Thanks to a confluence of factors - especially the Internet - Sandy Hook Elementary School Shooting conspiracy theories continue to snowball out of control this week, with numerous videos and blog posts, supposedly offering the truth, racking up views in the tens of millions.
"It's by far the hottest topic of the moment," David Mikkelson, the co-founder of the myth-debunking website Snopes.com told BuzzFeed.
BuzzFeed expounded on widespread permeation of the theories in the American consciousness: "Some of the factors that can bring theories in from the fringe appear to be driving its unexpected surge this month: A connection to America's intensely polarized political culture in general, and a message that appeals to a longstanding fear among gun owners, in particular."
Indeed, the conspiracy theories have proliferated vastly beyond their authors' traditional niche audience.
"This has gone super viral. It even surprised me how crazy insane the interest in this stuff is," Paul Joseph Watson, a guest host for conspiracy theorist Alex Jones' radio show, said, Salon reported.
According to Robert Goldberg, a University of Utah historian who studies conspiracy theories, we can thank Al Gore and the Internet for much of what we're currently experiencing. Thanks to the Internet, the media can no longer just squelch a leftfield conspiracy by ignoring it.
"The biggest problem for theorists was always getting their message out," Goldberg told Salon. "The Internet has completely changed that. Often, they don't even bother trying to get their theories in the mainstream media anymore."
The theories have been so successful it's frightening.
Since the most popular viral conspiracy video, titled "The Sandy Hook Shooting - Fully Exposed," was posted Jan. 7 to the YouTube channel ThinkOutsideTheTV, the 30-minute video has amassed almost 11 million views. There are also at least 40 other Sandy Hook conspiracy theory videos on YouTube with over 100,000 views. And as Salon notes, Alex Jones' conspiracy websites, which get 11 million visitors a month, publish new theories about the Newtown shooting daily.
The term "Sandy Hook hoax" has also dominated Twitter in the last week, according to Salon, with searches for the words mostly coming from conservative bastions such as Louisiana, Alabama, Mississippi, Oklahoma and Kentucky.
Even presumably credible people are questioning the Newtown massacre, offering their own theories as to what really happened at Sandy Hook. Among them, James Tracy, a professor at Florida Atlantic University who even drew Anderson Cooper's ire last week, TV anchor Ben Swann, and Denard Span, centerfielder for the Washington Nationals, who tweeted last week, "I was watching some controversial stuff on YouTube about the sandy hooks thing today! It really makes u think and wonder." Span reportedly later apologized and backtracked on his comments.
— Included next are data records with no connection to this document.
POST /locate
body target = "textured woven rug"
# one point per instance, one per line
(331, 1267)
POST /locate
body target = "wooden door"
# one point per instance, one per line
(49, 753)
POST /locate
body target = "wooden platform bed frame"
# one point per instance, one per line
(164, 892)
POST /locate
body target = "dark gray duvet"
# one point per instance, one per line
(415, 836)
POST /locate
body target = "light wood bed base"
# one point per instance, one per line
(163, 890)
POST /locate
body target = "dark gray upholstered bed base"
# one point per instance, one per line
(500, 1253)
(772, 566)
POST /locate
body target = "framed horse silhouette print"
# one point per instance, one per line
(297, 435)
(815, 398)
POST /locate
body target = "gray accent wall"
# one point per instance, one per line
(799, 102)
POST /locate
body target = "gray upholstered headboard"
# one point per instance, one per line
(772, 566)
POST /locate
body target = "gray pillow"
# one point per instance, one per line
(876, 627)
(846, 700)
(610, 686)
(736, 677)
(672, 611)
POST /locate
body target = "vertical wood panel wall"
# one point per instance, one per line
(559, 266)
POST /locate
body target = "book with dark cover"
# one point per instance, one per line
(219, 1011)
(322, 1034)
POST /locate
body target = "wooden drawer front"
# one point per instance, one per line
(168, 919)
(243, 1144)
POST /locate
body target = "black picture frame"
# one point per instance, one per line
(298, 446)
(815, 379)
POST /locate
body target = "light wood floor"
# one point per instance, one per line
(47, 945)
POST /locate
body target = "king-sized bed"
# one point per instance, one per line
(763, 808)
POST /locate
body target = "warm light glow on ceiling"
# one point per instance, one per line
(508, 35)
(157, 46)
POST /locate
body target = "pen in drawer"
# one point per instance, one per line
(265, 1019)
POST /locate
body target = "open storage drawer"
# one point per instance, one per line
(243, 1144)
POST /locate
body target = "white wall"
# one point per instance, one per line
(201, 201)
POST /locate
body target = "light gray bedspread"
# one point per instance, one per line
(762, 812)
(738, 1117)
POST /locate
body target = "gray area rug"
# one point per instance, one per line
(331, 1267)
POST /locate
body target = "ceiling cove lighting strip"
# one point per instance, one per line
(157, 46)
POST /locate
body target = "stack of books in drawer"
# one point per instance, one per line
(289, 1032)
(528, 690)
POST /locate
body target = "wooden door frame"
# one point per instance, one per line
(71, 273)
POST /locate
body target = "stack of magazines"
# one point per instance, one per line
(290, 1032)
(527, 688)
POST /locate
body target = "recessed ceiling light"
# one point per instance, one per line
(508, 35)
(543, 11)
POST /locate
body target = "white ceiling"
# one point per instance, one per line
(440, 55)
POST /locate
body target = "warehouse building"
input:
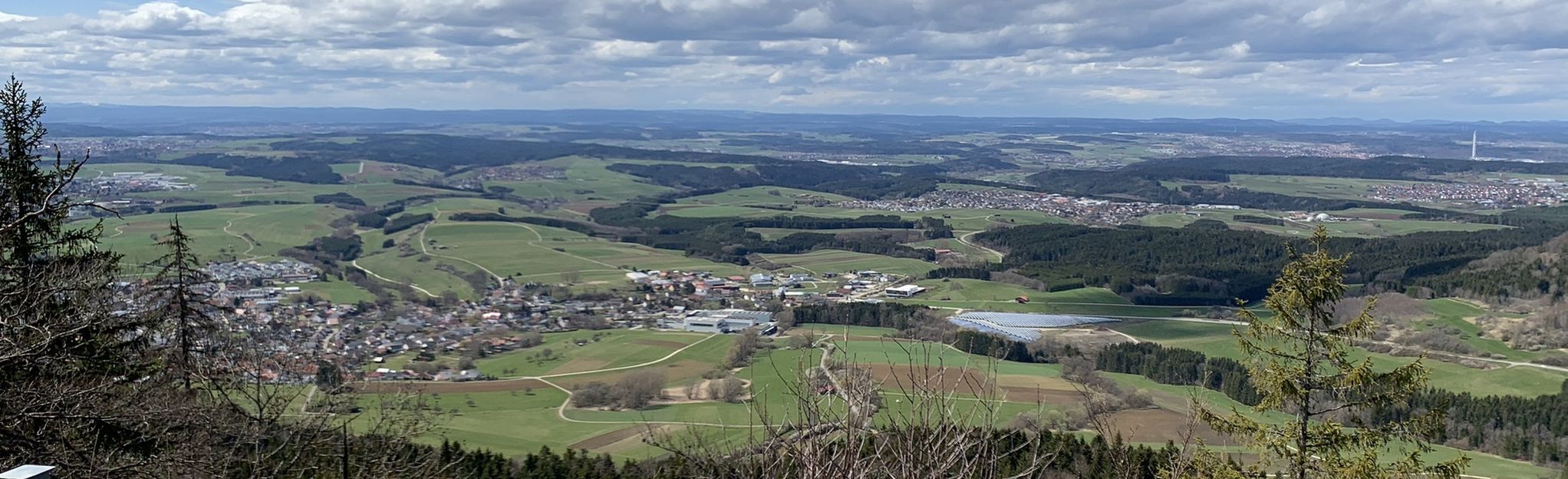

Tracy, a 47-year-old tenured history professor, wrote a lengthy post on his blog - memoryholeblog.com - saying the Sandy Hook school shooting may not have happened, and even if it did, it didn't happen the way it was reported. Tracy's claim is solely based on the early conflicting, erroneous reports from the crime scene in Newtown. The professor uses the mass confusion as proof that the truth regarding the shooting has not been reported.
Like many other Sandy Hook theories, Tracy claims part of the Sandy Hook conspiracy was political in nature.
"As documents relating to the Sandy Hook shooting continue to be assessed and interpreted by independent researchers, there is a growing awareness that the media coverage of the massacre of 26 children and adults was intended primarily for public consumption to further larger political ends," he wrote.
He goes on to argue that Senator Dianne Feinstein was already in the middle of trying to rework an assault weapons ban she co-sponsored in the 90s, and that the shooting gave her the leverage she needed to move it through the legislative process.
According to Salon, over 60 percent of Americans believe one conspiracy theory or another.